We released and uploaded the model to Huggingface's model hub (StackOBERTflow-comments-small-v1)
The model can thus be used directly through the transformers
library:
from transformers import AutoTokenizer, AutoModelForMaskedLM
tokenizer = AutoTokenizer.from_pretrained("giganticode/StackOBERTflow-comments-small-v1")
model = AutoModelForMaskedLM.from_pretrained("giganticode/StackOBERTflow-comments-small-v1")
Using pipeline
from transformers import pipeline
from pprint import pprint
COMMENT = "You really should not do it this way, I would use <mask> instead."
fill_mask = pipeline(
"fill-mask",
model="giganticode/StackOBERTflow-comments-small-v1",
tokenizer="giganticode/StackOBERTflow-comments-small-v1"
)
pprint(fill_mask(COMMENT))
# [{'score': 0.019997311756014824,
# 'sequence': '<s> You really should not do it this way, I would use jQuery instead.</s>',
# 'token': 1738},
# {'score': 0.01693696901202202,
# 'sequence': '<s> You really should not do it this way, I would use arrays instead.</s>',
# 'token': 2844},
# {'score': 0.013411642983555794,
# 'sequence': '<s> You really should not do it this way, I would use CSS instead.</s>',
# 'token': 2254},
# {'score': 0.013224546797573566,
# 'sequence': '<s> You really should not do it this way, I would use it instead.</s>',
# 'token': 300},
# {'score': 0.011984303593635559,
# 'sequence': '<s> You really should not do it this way, I would use classes instead.</s>',
# 'token': 1779}]
Download the zipped model from the release page and extract to model/path
.
The following models are available:
from transformers import AutoTokenizer, AutoModelForMaskedLM
tokenizer = AutoTokenizer.from_pretrained("model/path")
model = AutoModelForMaskedLM.from_pretrained("model/path")
The datasets cover 9 tasks, briefly described in the following.
Classify the sentiment of Software Engineering artifact (e.g., Stack Overflow posts, app reviews, bug report comments etc.) Each example is to be classified as having either positive, negative or neutral sentiment.
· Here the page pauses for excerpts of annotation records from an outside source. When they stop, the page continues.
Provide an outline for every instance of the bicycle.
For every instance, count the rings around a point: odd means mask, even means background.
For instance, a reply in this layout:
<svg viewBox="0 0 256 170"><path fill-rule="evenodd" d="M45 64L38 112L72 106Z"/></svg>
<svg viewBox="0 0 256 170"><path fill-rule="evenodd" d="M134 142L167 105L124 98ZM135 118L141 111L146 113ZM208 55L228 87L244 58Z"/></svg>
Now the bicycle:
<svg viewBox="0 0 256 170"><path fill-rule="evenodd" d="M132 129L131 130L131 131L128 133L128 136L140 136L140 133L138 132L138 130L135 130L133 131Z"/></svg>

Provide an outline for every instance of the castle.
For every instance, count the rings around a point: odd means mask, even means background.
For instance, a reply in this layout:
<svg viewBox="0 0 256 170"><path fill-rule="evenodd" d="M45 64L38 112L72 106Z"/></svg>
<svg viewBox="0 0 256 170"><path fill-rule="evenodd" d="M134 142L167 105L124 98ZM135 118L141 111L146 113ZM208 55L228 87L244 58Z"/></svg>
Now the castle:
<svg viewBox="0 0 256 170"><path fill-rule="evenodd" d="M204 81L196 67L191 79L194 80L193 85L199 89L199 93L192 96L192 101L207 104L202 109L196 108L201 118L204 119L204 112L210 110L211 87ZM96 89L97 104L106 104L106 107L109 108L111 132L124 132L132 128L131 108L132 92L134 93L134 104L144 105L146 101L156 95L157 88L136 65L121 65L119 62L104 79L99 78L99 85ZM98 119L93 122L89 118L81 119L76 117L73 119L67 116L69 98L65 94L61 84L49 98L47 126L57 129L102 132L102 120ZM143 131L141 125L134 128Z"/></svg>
We use the Senti4SD and SentiData datasets.
Example | Label |
---|---|
I want them to resize based on the length of the data they’re showing. | neutral |
When I run my client, it throws the following exception. | negatve |
This is always a really bad way to design software. | negative |
amazing! a must have app | positive |
Classify app reviews into various categories (e.g., rating, feature request, bug report etc.) or detect whether reviews are informative or not. We use the datasets from ARMINER, MAST and CLAP.
Example | Label |
---|---|
not able to download any pictures please fix these bugs immediately | informative |
Best game I’ve played on Android | rating |
good but... it has ads...please remove ads from this... | usability |
Detect whether a comment contains self-admitted technical debt (often indicated by FIXME
or TODO
).
We use the dataset by Maldonado et. al.
Example | Label |
---|---|
// FIXME: Is "No Namespace is Empty Namespace" really OK? | positive |
// Can return null to represent the bootstrap class loader. | negative |
Classify comments according to a pre-defined taxonomy (e.g., usage, license, deprecation, ownership). We rely on the dataset by Pascarella et. al.
Example | Label |
---|---|
// @return a string for throwing | usage |
// New button,purpose | summary |
// Caller of this method must hold that lock. | rationale |
Determine whether there is "coherence" between a given method and is corresponding lead comment, that is, whether the comment is describtive of the method. We use the dataset by Corazza et. al.
/**
* Returns the current number of milk units in
* the inventory.
* @return int
Code-Comment Coherence
*/
Prediction [25]
public int getMilk() {
return milk;
}
Label:: positive (coherent)
/**
* Check inventory user interface that processes input.
*/
public static void checkInventory() {
System.out.println(coffeeMaker.checkInventory());
mainMenu();
}
Label: negative (incoherent)
Detect linguistic smells in code, that is misleading identifier names or the violations of common naming conventions. Our work is based on the dataset by Fakhoury et. al.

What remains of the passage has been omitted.